Est-ce que ton collègue a une personnalité narcissique ?
- Travail
- 15 janv.
- 3 min de lecture
Travailler avec un collègue narcissique au travail
Travailler avec un collègue narcissique, c’est travailler avec quelqu’un qui se considère supérieur aux autres et qui organise ses relations professionnelles à partir de cette conviction. Cette supériorité n’est ni ponctuelle ni contextuelle. Elle structure sa manière de parler, de décider, de réagir et de se positionner dans le collectif. Ce type de collègue ne tolère pas l’égalité professionnelle. Être contredit, mis sur le même plan ou rappelé à une règle commune est vécu comme une remise en cause inacceptable.
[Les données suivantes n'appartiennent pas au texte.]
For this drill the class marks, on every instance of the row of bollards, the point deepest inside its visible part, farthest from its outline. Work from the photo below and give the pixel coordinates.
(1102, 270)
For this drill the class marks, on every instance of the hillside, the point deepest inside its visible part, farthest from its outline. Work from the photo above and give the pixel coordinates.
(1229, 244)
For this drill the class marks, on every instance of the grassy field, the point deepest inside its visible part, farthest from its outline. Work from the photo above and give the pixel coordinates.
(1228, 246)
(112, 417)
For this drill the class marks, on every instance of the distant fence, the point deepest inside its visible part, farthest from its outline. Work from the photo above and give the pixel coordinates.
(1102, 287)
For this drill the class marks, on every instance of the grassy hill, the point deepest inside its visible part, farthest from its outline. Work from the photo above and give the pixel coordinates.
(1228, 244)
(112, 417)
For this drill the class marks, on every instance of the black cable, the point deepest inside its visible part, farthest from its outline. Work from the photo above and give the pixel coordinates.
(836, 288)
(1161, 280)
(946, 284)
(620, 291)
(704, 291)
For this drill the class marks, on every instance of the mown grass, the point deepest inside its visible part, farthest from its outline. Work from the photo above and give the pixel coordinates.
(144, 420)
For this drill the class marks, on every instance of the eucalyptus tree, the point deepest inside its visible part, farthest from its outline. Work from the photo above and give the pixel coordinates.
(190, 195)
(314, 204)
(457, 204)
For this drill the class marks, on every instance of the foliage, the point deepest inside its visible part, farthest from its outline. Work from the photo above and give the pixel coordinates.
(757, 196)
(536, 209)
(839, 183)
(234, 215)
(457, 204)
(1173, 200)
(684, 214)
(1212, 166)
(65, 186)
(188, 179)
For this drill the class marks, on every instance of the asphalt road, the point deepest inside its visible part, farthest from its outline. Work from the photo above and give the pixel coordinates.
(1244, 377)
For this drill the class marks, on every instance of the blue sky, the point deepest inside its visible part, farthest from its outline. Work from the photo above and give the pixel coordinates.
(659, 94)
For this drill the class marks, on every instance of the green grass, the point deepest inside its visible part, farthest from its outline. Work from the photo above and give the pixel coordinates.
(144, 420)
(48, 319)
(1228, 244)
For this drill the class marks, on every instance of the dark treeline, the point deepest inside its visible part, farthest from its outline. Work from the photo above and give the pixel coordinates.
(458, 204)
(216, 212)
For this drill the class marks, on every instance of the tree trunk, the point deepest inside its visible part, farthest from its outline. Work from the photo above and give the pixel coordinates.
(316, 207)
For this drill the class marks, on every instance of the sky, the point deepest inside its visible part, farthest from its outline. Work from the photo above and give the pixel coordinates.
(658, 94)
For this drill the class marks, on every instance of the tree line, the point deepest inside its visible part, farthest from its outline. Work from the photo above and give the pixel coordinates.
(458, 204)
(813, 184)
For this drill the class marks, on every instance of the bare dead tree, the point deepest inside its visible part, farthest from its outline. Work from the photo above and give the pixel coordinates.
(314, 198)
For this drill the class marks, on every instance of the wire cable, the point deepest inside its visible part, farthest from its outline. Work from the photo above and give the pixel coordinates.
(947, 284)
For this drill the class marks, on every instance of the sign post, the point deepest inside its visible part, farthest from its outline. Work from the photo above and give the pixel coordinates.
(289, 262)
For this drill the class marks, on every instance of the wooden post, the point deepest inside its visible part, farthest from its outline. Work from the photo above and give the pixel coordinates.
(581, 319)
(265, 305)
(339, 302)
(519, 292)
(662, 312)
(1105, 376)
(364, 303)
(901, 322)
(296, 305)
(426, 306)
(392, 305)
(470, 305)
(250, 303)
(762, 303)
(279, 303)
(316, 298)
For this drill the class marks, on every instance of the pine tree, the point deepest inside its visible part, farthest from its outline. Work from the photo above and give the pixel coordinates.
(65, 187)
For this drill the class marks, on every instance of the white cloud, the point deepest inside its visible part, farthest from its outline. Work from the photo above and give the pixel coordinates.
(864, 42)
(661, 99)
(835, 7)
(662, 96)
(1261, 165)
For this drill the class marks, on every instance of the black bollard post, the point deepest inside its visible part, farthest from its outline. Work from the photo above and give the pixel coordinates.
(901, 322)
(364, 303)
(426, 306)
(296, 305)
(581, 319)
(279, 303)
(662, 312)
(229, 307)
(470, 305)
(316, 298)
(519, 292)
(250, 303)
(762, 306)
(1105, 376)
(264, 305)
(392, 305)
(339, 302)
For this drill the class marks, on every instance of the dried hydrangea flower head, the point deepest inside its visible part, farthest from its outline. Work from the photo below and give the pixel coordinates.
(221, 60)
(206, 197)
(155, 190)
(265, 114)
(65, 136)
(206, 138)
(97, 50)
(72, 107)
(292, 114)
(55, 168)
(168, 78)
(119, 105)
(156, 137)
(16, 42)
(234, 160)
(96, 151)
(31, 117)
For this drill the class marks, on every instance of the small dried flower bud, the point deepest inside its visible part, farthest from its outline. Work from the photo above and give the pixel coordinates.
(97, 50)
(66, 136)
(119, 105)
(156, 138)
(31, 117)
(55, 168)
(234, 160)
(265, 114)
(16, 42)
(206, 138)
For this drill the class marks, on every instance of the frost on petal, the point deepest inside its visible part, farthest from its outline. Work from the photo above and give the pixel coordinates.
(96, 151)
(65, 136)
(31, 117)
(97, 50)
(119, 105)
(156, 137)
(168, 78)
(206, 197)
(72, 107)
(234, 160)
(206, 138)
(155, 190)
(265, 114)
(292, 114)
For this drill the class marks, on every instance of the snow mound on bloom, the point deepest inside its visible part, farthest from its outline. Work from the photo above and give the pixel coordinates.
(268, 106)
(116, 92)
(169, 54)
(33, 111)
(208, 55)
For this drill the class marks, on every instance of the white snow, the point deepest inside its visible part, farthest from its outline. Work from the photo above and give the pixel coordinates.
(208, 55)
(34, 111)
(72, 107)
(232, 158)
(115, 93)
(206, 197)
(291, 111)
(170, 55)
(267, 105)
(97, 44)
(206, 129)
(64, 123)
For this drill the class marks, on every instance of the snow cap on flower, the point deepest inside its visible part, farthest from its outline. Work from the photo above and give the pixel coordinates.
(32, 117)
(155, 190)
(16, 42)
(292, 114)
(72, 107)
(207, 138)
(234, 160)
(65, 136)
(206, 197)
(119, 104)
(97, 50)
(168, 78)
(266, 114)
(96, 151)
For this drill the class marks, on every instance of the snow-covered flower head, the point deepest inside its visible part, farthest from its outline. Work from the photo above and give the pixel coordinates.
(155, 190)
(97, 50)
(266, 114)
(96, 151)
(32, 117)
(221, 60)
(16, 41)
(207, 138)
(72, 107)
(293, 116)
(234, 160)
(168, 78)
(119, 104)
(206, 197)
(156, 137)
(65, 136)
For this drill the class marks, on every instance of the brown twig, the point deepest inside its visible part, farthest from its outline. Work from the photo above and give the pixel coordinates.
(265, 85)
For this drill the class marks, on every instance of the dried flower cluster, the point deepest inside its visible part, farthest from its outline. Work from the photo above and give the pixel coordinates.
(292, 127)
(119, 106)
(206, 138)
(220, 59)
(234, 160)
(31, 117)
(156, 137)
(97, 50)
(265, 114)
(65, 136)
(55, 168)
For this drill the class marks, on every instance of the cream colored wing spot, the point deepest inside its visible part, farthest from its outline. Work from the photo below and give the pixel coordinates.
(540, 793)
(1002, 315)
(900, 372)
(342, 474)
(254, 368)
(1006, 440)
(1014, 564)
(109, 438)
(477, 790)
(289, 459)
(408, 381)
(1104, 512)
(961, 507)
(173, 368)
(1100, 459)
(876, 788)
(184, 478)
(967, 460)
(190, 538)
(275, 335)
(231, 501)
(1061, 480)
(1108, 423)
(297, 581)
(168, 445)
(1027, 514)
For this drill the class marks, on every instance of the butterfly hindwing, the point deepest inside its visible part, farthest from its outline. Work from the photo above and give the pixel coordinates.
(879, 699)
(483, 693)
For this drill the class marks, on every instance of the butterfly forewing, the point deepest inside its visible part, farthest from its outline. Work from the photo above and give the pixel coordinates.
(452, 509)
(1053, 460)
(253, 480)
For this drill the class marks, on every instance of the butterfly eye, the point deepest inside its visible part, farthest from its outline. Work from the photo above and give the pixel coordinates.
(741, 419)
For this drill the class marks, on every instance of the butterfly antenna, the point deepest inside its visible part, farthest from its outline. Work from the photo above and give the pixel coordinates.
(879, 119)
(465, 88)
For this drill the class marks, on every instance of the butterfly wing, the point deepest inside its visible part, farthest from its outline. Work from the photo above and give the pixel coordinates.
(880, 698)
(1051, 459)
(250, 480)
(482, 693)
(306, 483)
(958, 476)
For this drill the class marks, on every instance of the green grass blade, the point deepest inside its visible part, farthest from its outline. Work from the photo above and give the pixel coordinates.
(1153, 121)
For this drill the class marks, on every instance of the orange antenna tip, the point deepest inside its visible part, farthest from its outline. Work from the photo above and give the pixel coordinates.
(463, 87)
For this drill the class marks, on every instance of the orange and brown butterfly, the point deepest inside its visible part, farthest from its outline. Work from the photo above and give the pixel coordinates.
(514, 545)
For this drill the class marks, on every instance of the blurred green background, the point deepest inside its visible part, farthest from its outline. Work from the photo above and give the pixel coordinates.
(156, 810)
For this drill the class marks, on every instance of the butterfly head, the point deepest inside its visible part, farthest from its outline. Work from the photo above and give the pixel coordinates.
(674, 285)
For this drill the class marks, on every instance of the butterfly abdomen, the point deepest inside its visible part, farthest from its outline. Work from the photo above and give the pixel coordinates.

Comment une personnalité narcissique fonctionne au travail
Une personnalité narcissique est centrée sur l’image de soi et sur la nécessité de maintenir une position perçue comme supérieure. Cette position doit être protégée en permanence. Le travail ne sert donc pas uniquement à produire ou coopérer, mais aussi à confirmer une hiérarchie symbolique. Dans les faits, cela se traduit par des comportements récurrents : le collègue narcissique supporte mal les remarques, rejette la contradiction, s’approprie les réussites collectives et déplace la responsabilité en cas d’échec. Les faits sont parfois réinterprétés pour préserver l’image qu’il a de lui-même. Le désaccord n’est pas traité comme une divergence professionnelle, mais comme une atteinte personnelle.
Pourquoi la relation professionnelle devient conflictuelle
Avec un collègue narcissique, le conflit n’est pas accidentel, il est structurel. Une discussion sur une méthode qu'il utilise, un mode organisation ou une décision prise ou à prendre peut être perçue comme une tentative de le rabaisser. La réaction est souvent disproportionnée par rapport à l’enjeu réel du travail car ce qui est en jeu n’est pas la résolution d’un problème, mais le maintien d’une position dominante. Le collègue narcissique ne cherche pas à trouver un accord, il cherche à rétablir une hiérarchie. Progressivement les autres membres de l’équipe s’adaptent, ils évitent la confrontation directe, choisissent leurs mots, renoncent à certaines remarques ou contournent les désaccords. Le travail devient plus lourd, plus lent et plus contraint. Une part importante de l’énergie collective est mobilisée pour éviter les tensions plutôt que pour avancer.

Différence entre personnalité narcissique et personnalité psychopathique
Narcissisme et psychopathie sont parfois confondus, mais ils ne reposent pas sur la même logique.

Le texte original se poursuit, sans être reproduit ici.